[GRASSLIST:7976] error reading large rasters in 5.4/6.0

I'm having problems working with some large raster files in GRASS, even
though I have enabled large file support.

I built GRASS from source

my 5.4 config

CFLAGS="-g -O2 -D_FILE_OFFSET_BITS=64
-D_LARGE_FILE_SOURCE" ../grass-5.4.0/configure
--with-tcltk-includes=/usr/include/tcl8.3 --without-postgres
--with-mysql --with-mysql-includes=/usr/include/mysql --with-cxx

my 6.0 config

CXX='g++-3.3' CXXFLAGS='-g -O2 -D_LARGE_FILE_SOURCE
-D_FILE_OFFSET_BITS=64' CFLAGS='-g -O2 -D_LARGE_FILE_SOURCE
-D_FILE_OFFSET_BITS=64' ./configure
--with-tcltk-includes=/usr/include/tcl/ --without-postgres --with-mysql
--with-mysql-includes=/usr/include/mysql/ --with-cxx

I get the following problems:

1) "r.info test" displays the wrong number of total cells. e.g.,

| Type of Map: cell
| Data Type: DCELL
| Rows: 50590
| Columns: 71840
| Total Cells: -660581696
| Projection: Lambert Conformal Conic (zone 0)
| N: 967200 S: 461300 Res: 10
| E: 2638600 W: 1920200 Res: 10

2) "d.rast test" complains.
WARNING: error reading compressed map [test] in mapset [local], row 0

sometimes the image displays fine even after the warning, on another
data set I get a green bar at the top and if I change the region,
sometimes I don't get the message at all.
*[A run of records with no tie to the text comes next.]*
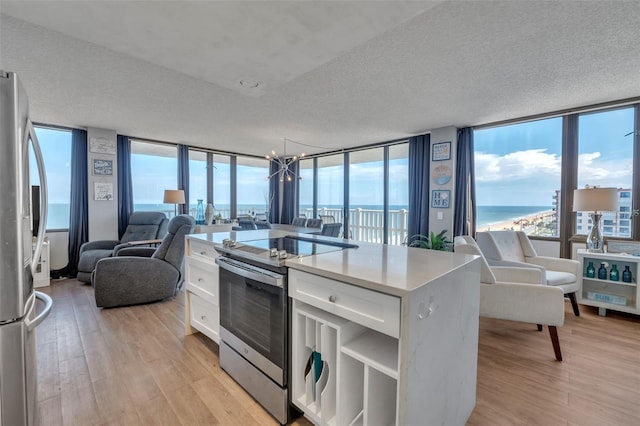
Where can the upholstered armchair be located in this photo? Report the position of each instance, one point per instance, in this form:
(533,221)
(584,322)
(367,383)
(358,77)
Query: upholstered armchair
(127,279)
(143,226)
(513,248)
(517,294)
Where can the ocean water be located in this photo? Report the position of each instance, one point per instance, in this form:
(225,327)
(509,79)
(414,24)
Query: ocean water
(486,215)
(59,213)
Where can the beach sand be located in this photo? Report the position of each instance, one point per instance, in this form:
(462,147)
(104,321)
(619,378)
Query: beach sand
(527,223)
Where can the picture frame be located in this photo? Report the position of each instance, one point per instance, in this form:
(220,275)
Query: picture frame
(440,198)
(441,151)
(102,146)
(103,191)
(102,167)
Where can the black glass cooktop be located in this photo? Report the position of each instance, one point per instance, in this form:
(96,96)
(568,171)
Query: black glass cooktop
(295,246)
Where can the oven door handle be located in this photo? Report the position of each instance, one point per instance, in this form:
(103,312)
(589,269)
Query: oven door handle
(251,272)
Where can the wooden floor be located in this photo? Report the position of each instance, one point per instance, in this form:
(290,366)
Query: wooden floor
(135,366)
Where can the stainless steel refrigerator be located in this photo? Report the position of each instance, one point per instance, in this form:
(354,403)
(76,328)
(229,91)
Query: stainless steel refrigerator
(18,256)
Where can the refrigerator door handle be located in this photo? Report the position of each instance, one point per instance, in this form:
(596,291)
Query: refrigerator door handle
(33,323)
(31,133)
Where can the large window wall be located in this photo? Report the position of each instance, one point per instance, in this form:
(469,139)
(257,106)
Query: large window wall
(55,145)
(154,168)
(520,170)
(377,186)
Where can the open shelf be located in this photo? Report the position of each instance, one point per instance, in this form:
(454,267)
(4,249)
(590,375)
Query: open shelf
(376,350)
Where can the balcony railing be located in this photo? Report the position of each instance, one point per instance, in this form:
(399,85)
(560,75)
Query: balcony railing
(367,225)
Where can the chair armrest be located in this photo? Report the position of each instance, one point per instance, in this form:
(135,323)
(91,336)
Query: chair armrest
(136,251)
(519,274)
(99,245)
(536,304)
(128,244)
(556,264)
(132,280)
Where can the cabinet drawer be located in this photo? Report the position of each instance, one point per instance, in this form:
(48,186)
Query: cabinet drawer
(202,278)
(205,317)
(369,308)
(201,250)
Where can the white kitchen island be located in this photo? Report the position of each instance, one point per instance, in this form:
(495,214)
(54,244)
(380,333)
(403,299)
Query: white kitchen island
(394,329)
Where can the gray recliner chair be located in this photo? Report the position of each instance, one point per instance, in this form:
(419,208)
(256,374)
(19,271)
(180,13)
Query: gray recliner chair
(142,226)
(128,279)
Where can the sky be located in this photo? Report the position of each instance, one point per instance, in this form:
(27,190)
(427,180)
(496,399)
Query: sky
(520,164)
(515,165)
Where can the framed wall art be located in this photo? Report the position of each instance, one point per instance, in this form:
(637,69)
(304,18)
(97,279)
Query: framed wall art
(440,198)
(102,167)
(441,151)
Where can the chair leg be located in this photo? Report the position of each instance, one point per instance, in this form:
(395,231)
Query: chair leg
(574,304)
(553,332)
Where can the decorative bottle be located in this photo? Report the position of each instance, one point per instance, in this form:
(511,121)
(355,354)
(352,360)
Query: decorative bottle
(591,271)
(614,274)
(200,213)
(602,272)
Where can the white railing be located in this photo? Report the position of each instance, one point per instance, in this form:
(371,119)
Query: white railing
(367,225)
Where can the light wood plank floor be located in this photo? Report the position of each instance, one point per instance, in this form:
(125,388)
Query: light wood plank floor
(135,366)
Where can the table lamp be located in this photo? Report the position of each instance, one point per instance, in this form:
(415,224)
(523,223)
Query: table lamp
(175,197)
(595,200)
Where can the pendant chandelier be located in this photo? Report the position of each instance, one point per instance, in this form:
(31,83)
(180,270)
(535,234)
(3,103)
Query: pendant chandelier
(284,162)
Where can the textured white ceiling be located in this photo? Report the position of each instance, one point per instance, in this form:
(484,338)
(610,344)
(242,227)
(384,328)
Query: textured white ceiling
(331,74)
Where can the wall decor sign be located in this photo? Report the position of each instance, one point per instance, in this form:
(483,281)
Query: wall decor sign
(102,146)
(103,191)
(102,167)
(440,198)
(441,174)
(441,151)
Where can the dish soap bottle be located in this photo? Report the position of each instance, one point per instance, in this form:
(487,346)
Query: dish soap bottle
(602,272)
(613,274)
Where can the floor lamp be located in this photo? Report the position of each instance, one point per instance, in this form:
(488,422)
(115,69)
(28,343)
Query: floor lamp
(595,200)
(175,197)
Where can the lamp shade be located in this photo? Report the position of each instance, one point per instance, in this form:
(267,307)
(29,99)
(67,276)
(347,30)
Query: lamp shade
(174,196)
(595,199)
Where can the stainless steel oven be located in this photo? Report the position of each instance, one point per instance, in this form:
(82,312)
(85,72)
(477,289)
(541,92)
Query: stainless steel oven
(254,331)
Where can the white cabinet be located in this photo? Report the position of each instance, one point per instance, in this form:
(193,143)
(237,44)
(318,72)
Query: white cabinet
(202,312)
(384,359)
(41,278)
(602,291)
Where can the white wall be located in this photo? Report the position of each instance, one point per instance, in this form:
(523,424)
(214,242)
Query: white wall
(442,218)
(103,215)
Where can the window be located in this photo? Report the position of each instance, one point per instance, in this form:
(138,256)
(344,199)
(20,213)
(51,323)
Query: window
(398,192)
(222,185)
(305,188)
(366,195)
(605,159)
(253,186)
(197,179)
(55,145)
(154,168)
(518,172)
(331,186)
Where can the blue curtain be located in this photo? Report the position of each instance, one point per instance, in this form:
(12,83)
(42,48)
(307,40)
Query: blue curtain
(183,176)
(274,192)
(79,204)
(464,214)
(125,187)
(418,222)
(290,194)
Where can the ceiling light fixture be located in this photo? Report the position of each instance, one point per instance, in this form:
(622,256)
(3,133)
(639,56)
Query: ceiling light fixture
(284,162)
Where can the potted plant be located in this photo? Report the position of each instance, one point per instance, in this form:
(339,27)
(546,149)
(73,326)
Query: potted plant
(432,242)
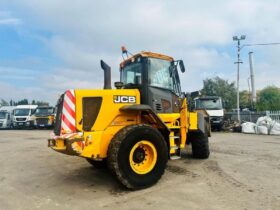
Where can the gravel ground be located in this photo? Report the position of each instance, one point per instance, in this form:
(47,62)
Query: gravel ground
(243,172)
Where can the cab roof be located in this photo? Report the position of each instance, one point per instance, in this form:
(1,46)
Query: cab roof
(146,54)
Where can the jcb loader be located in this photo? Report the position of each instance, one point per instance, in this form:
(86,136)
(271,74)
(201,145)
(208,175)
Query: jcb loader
(135,128)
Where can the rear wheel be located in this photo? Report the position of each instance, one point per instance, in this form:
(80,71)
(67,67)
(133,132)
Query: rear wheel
(138,155)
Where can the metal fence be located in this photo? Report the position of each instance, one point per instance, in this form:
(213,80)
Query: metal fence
(252,116)
(244,116)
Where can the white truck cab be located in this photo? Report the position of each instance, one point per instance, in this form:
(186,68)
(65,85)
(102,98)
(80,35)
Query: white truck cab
(214,107)
(6,117)
(22,116)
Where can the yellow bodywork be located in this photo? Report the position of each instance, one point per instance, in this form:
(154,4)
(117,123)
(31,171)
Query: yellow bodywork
(95,142)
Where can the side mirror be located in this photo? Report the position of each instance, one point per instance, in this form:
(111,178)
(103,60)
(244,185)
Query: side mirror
(182,66)
(119,85)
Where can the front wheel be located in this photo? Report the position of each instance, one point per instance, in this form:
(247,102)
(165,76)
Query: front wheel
(138,156)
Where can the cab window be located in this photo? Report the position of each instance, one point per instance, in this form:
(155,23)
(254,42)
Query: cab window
(132,73)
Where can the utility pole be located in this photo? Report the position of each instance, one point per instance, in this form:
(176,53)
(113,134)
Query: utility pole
(238,39)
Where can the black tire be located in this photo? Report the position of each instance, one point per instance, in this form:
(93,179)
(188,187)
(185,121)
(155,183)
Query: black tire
(97,164)
(200,145)
(119,155)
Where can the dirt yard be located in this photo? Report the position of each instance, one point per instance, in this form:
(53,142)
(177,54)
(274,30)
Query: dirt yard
(243,172)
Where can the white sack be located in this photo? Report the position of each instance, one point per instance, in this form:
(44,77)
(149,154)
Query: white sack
(248,127)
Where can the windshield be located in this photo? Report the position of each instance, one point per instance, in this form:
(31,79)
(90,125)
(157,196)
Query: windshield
(3,115)
(209,104)
(22,112)
(46,111)
(159,75)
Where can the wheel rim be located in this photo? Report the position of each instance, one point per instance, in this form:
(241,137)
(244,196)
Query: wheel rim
(143,157)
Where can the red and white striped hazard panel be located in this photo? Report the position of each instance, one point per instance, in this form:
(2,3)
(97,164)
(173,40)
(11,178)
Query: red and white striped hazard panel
(68,113)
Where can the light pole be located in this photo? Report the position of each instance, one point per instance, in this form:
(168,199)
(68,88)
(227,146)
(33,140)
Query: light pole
(238,39)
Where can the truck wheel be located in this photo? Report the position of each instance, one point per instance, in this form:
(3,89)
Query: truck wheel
(138,155)
(200,145)
(97,164)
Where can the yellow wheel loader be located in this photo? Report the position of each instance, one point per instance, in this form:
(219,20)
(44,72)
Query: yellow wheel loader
(135,128)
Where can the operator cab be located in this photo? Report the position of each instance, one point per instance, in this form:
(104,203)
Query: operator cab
(156,77)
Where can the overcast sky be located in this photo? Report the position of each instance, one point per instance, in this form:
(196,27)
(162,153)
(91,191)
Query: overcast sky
(49,46)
For example, if I set my
region to be

g.region rast=test

I get the error using d.rast, but if I expand the northing by 10 feet
(one cell), I get no error.

Even though the image tends to display fine and look correct, the
problem causes some programs to quit, e.g. r.mapcalc.

r.mapcalc test2=test
ERROR: error reading compressed map [Neuse10] in mapset [local], row 0

The problem seems to be on rasters whose fcell file is bigger than 4GB.
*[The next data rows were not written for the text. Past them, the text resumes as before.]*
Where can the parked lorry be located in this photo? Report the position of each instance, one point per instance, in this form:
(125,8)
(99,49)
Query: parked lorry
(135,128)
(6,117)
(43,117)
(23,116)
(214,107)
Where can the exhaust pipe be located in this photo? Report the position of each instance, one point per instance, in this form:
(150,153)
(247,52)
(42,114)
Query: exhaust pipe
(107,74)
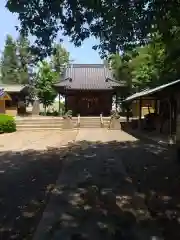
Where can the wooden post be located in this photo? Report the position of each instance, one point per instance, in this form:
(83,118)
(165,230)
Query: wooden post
(65,103)
(140,113)
(178,129)
(59,104)
(155,106)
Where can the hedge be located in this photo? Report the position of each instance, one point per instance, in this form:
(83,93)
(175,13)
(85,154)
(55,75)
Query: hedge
(7,124)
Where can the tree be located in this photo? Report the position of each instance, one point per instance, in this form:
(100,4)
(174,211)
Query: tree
(59,59)
(45,79)
(9,62)
(121,68)
(25,60)
(118,24)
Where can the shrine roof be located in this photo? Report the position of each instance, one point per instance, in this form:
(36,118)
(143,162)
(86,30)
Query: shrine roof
(89,77)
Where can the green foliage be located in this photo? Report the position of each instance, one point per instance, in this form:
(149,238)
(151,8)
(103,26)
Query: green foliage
(59,59)
(7,124)
(9,62)
(68,114)
(119,25)
(45,79)
(16,61)
(25,60)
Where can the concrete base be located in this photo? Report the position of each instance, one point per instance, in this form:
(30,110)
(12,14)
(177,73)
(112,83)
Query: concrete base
(67,124)
(114,124)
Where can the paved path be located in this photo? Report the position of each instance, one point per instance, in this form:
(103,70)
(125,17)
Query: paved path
(106,180)
(94,198)
(35,140)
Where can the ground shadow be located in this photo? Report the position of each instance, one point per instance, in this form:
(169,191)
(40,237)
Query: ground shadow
(96,191)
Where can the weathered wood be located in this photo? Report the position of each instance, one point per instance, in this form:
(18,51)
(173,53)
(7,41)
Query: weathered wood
(36,107)
(114,124)
(67,123)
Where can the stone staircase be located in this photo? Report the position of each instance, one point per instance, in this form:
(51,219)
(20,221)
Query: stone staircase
(106,122)
(90,122)
(56,123)
(41,123)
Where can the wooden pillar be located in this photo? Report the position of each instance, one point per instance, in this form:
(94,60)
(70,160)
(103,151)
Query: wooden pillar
(155,106)
(178,129)
(140,113)
(59,103)
(65,103)
(116,100)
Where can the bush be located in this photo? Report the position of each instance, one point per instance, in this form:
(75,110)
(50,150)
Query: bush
(49,113)
(7,124)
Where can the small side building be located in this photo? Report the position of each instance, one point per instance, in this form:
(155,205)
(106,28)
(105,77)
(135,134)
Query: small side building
(88,89)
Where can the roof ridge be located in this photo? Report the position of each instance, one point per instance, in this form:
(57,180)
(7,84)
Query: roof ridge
(86,65)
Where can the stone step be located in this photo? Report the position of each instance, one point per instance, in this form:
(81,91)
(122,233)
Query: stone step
(42,129)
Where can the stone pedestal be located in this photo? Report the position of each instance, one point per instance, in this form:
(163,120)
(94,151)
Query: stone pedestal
(67,123)
(36,108)
(114,124)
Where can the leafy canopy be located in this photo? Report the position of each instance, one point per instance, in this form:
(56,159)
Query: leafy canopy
(45,79)
(118,24)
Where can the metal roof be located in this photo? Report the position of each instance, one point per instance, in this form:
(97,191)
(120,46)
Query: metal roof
(150,91)
(12,87)
(88,77)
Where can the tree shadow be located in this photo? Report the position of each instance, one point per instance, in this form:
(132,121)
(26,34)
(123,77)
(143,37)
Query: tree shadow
(100,193)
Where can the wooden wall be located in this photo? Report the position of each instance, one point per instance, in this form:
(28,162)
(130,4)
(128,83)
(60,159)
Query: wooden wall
(88,103)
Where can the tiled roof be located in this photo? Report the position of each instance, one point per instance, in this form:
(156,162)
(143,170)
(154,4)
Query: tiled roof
(87,77)
(12,87)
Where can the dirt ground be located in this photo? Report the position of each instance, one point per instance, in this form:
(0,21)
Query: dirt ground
(108,170)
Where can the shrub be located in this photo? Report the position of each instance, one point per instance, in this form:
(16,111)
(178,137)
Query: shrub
(7,124)
(68,114)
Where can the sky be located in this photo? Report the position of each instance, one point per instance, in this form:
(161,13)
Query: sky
(84,54)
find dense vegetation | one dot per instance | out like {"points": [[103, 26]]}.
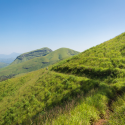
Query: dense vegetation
{"points": [[36, 63], [30, 55], [79, 90]]}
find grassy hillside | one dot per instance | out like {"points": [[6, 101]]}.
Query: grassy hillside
{"points": [[30, 55], [36, 63], [80, 90], [3, 64]]}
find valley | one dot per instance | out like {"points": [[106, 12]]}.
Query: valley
{"points": [[74, 90]]}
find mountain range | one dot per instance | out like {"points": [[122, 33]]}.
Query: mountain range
{"points": [[84, 89], [35, 60]]}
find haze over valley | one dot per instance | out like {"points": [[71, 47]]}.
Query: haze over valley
{"points": [[62, 62]]}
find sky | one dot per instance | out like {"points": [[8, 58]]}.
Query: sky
{"points": [[27, 25]]}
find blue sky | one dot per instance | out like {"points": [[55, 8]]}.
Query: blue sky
{"points": [[27, 25]]}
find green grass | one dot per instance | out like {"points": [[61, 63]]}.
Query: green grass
{"points": [[36, 63], [33, 54], [76, 91], [3, 64]]}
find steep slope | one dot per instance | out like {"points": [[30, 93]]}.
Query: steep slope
{"points": [[30, 55], [75, 91], [36, 63]]}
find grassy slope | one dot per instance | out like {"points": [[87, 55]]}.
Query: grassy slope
{"points": [[75, 91], [33, 54], [3, 64], [38, 62]]}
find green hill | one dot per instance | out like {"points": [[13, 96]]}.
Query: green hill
{"points": [[36, 63], [30, 55], [79, 90], [3, 64]]}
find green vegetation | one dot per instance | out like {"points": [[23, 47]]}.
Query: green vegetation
{"points": [[36, 63], [79, 90], [30, 55], [3, 64]]}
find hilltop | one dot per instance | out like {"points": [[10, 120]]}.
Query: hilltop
{"points": [[12, 55], [3, 64], [78, 90], [36, 62], [30, 55]]}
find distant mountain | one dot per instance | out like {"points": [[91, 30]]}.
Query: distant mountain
{"points": [[3, 64], [12, 55], [83, 89], [36, 62], [7, 61], [30, 55]]}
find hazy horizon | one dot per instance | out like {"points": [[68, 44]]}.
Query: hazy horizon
{"points": [[28, 25]]}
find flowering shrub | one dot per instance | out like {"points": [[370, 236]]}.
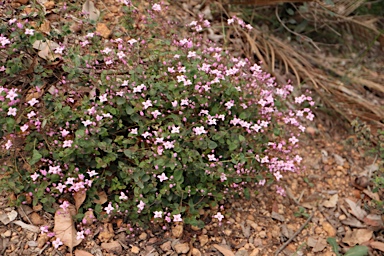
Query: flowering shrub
{"points": [[163, 125]]}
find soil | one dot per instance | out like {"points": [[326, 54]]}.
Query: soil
{"points": [[330, 197]]}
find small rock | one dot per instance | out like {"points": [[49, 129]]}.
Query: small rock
{"points": [[339, 160], [112, 247], [195, 228], [37, 207], [320, 245], [195, 252], [262, 234], [36, 219], [255, 252], [135, 249], [177, 231], [49, 5], [21, 1], [203, 240], [32, 243], [103, 30], [143, 236], [242, 252], [331, 231], [224, 250], [42, 240], [7, 233], [252, 224], [311, 130], [166, 246], [182, 248]]}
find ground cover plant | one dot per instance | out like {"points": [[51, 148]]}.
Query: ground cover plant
{"points": [[147, 125]]}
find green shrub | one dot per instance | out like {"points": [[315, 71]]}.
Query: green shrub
{"points": [[163, 125]]}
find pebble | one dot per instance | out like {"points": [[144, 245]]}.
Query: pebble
{"points": [[262, 234], [255, 252], [225, 251], [331, 231], [7, 233], [195, 252], [143, 236], [182, 248], [112, 247], [203, 239], [166, 246], [135, 249], [103, 30], [177, 231]]}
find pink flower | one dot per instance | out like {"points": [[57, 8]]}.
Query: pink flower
{"points": [[162, 177], [158, 214], [147, 104], [278, 175], [156, 113], [229, 104], [64, 133], [141, 206], [12, 111], [11, 95], [35, 176], [168, 144], [87, 122], [29, 31], [156, 7], [132, 41], [199, 130], [109, 209], [219, 216], [61, 187], [212, 158], [103, 98], [177, 218], [123, 196], [8, 145], [64, 205], [92, 173], [57, 243], [67, 143], [44, 229], [146, 134], [80, 235], [33, 101], [175, 129]]}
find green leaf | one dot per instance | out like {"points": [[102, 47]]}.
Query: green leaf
{"points": [[335, 246], [129, 110], [212, 144], [290, 11], [120, 101], [35, 157], [178, 175], [359, 250]]}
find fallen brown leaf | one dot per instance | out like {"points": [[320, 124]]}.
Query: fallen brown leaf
{"points": [[89, 7], [82, 253], [65, 227], [79, 197], [377, 245], [357, 236], [332, 201], [102, 198], [356, 210]]}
Comments/ideas/fixes appreciated.

-Andy

Andrew Danner wrote:

I'm having problems working with some large raster files in GRASS, even
though I have enabled large file support.

I built GRASS from source

my 5.4 config

CFLAGS="-g -O2 -D_FILE_OFFSET_BITS=64
-D_LARGE_FILE_SOURCE" ../grass-5.4.0/configure
--with-tcltk-includes=/usr/include/tcl8.3 --without-postgres
--with-mysql --with-mysql-includes=/usr/include/mysql --with-cxx

my 6.0 config

CXX='g++-3.3' CXXFLAGS='-g -O2 -D_LARGE_FILE_SOURCE
-D_FILE_OFFSET_BITS=64' CFLAGS='-g -O2 -D_LARGE_FILE_SOURCE
-D_FILE_OFFSET_BITS=64' ./configure
--with-tcltk-includes=/usr/include/tcl/ --without-postgres --with-mysql
--with-mysql-includes=/usr/include/mysql/ --with-cxx

I get the following problems:

1) "r.info test" displays the wrong number of total cells. e.g.,

Right. Even if you enable large file support, many values are still
limited to the range of a signed 32-bit integer (i.e. 2^31-1). This
will start to manifest itself on maps with more than 2^31-1 cells;
although most operations should still work, you will get oddities such
as r.info displaying a negative cell count.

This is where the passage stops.